I doubt that going back to the old approach would change the trend you are describing.

Well, first of all, the Catholic Church is not a popularity contest. People say/think “I’d be Catholic if only they’d XYZ” probably quite often. Won’t happen. We aren’t Western politicians desperate for votes, in short. :smiley:

Secondly, I very much doubt that any mistake was made.

He was a raging theological liberal during Vatican II. When he saw things going haywire, he became more conservative.

You’re right, it’s not that simple. But first you have to recognize there is a problem and it’s growing. People who are happy with the reforms tend to deny any problem exists at all. Science doesn’t have all the answers but they do?

More accurate to say he supported, and still supports, all the actual renewal of Vatican II itself. What he opposes is people who used the Council to promote their own agenda; as in this, which we used to hear a lot:

“If you believe Vatican II, you have to support my opinion (borrowed from the secular media); if you disagree with me, you are opposing Vatican II.”

Without fixed dogma, there is no fixed standard against which you can measure whether anything is an “abuse” or “good”.

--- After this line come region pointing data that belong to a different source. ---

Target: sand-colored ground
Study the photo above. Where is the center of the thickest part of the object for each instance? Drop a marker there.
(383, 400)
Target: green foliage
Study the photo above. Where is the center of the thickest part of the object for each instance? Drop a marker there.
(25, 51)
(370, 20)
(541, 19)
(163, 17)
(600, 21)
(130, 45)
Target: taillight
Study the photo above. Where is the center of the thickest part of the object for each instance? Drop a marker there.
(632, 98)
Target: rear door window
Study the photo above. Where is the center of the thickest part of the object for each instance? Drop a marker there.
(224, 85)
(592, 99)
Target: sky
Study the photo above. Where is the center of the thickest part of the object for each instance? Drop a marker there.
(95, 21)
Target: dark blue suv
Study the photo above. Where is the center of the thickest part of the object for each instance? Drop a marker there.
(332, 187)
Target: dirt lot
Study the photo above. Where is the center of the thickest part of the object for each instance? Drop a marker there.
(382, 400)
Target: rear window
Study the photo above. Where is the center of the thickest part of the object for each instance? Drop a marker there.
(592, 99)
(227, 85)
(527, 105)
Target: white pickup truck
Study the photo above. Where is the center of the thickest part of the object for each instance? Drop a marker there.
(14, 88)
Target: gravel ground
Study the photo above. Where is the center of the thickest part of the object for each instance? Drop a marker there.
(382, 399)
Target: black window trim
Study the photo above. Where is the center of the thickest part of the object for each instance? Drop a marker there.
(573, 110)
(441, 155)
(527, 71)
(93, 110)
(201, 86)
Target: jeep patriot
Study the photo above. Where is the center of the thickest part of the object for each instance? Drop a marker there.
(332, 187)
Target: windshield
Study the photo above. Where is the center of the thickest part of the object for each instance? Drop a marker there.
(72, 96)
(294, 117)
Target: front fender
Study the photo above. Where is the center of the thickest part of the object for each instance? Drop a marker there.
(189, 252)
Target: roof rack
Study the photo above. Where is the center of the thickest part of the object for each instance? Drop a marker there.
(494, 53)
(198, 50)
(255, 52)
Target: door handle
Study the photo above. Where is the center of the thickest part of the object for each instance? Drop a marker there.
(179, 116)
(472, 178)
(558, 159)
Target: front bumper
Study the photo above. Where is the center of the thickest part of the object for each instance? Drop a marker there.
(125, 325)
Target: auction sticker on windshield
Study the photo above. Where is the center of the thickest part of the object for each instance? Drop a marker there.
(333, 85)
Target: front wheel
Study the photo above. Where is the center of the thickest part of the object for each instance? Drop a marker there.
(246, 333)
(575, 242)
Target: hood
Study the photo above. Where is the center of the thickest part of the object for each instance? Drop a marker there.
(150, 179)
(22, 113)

Would you really want to measure things with a yardstick with no permanent shape, made out of a material that could be expanded or shrunk to fit anything? Of course not. That is essentially what the mainline Protestant denominations have done with dogma. They constantly adapt it to fit the demands of the secular culture, expressed in the media. If you read the NY Times this month, you can guess the denominational positions and priorities next month.

We do not need a Church that can keep up with the times, we need a Church that can change the times.

:thumbsup:

He doesn’t have it wrong. One needs to read with a bit of understanding and discernment. Vatican 2 did not change dogma, but all too many “in the pews” and not a few professed religious have taken the statements of Vatican 2 and misinterpreted them, misapplied them, and come to conclusions the documents do not support.

Perhaps it would be helpful to define what ecumenism means, and according to whom.

There are groups which meet officially with other Protestant groups; generally most if not all are theologians, and they work on specific differences, in an attempt to heal the wounds of the last 500+ years; some of their work has been included in agreements, for example, between he Catholic Church and at least one branch of the Lutheran denomination. That work goes on in select meetings and most of us pew warmers see none of it until an announcement is jointly made.

Other work goes on within local communities, with shared prayer servvices on occasion. I would suspect that most, if anywhere similar to some I ahve attended, do not go off on theological tangents, but we all pray to the same God.

And one of the primary works of ecumenism is the joint efforts, for example, in providing food and shelter to the poor, and in pro life efforts.

None of which get into relativism.

Most of which has little or nothing to do with ecumenism, but rather has to do with two issues: 1) the extremely poor catechesis starting in the early 1970’s after the Baltimore Catechism got tossed out the window, to be replaced with pablum; and the rise in secularism, which the United States lagged behind Europe about 100 years, and which has been dished out 24/7/365 through the media, and in particular, by television.

That was the basis of his comment some years ago of a “remnant Church”. It has already arrived throughout Europe, where it is a rare area that has much more than 5% (if that) of Catholics attending Mass on a weekly basis. Coupled with that is the wholesale acceptance of 3 things: the Pill, shacking up instead of marriage coupled with late marriage, and the downsizing of the family or outright refusal to have children. How many countries in Europe are below replacement births (which generally is about 2.1 children average per family)?

Raging? Where did you come up with that? He was a progressive (as was John Paul 2), but I ahve never seen him characterized as “raging”. He did see that there were elements within the Church who were simply ignoring the documents, and seeking to revise the Church in their own image and likeness; but he certainly never said that the bishops of the world were wrong in what they wrote.